FIGURE 4.

Alanine mutations in the tetrahelix bundle do not denature MsbA. WT MsbA and the mutant proteins showed similar overall protein folding that is different from heat-denatured MsbA, as deduced from intrinsic tryptophan fluorescence and trypsin digestion patterns. A, normalized spectral profiles of intrinsic tryptophan fluorescence measured for MsbA WT, without (black trace, labeled WT MsbA) or with (gray trace) denaturation for 1 min at 50 °C, revealed a denaturation-dependent right-shift in the emission maximum. B and C, alanine mutants E208A MsbA and K212A MsbA and the E208A/K212A double mutant gave overlapping tryptophan fluorescence traces (B) with similar peak fluorescence intensities at 328 nm as WT MsbA (n = 4) (C), and it did not show any signs of protein denaturation.
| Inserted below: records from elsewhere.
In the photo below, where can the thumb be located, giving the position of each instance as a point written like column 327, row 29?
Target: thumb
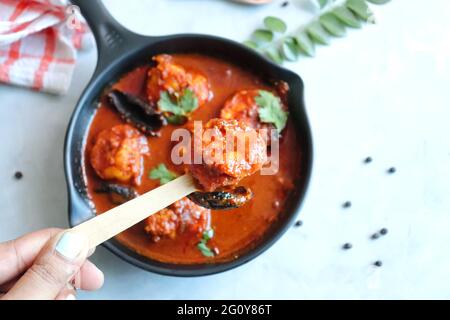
column 56, row 265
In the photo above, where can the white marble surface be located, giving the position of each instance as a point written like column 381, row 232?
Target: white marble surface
column 382, row 91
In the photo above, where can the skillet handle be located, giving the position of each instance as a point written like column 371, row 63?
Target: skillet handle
column 111, row 37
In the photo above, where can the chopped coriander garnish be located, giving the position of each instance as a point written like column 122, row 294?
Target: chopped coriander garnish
column 162, row 174
column 271, row 110
column 178, row 107
column 207, row 252
column 208, row 235
column 203, row 244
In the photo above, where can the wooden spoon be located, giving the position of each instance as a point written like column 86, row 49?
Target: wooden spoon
column 105, row 226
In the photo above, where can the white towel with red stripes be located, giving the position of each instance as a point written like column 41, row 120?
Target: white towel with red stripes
column 39, row 40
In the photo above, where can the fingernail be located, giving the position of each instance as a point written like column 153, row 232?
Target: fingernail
column 71, row 245
column 71, row 297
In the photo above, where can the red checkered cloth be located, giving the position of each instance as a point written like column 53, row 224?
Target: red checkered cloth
column 38, row 43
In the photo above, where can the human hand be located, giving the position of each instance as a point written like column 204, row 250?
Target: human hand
column 47, row 265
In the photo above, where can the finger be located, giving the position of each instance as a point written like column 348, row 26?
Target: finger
column 7, row 286
column 69, row 293
column 17, row 256
column 90, row 278
column 54, row 267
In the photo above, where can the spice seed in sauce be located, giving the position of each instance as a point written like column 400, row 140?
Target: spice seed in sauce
column 18, row 175
column 299, row 223
column 378, row 264
column 347, row 246
column 392, row 170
Data are elution buffer-subtracted. Error bars represent mean ± S.E. D, trypsin digestions of purified MsbA proteins were examined on 12% SDS-PAGE (9 μg of protein/lane). Lane 1, molecular mass marker; lane 2, WT MsbA; lane 3, WT MsbA + trypsin; lane 4, E208A MsbA + trypsin; lane 5, K212A MsbA+ trypsin; lane 6, E208A/K212A MsbA + trypsin; lane 7, WT MsbA (denatured for 1 min at 50 °C) + trypsin. White triangles refer to major signals for WT MsbA (31 and 7.5 kDa) that were absent for heat-denatured MsbA. Band patterns are typical for observations in four independent experiments.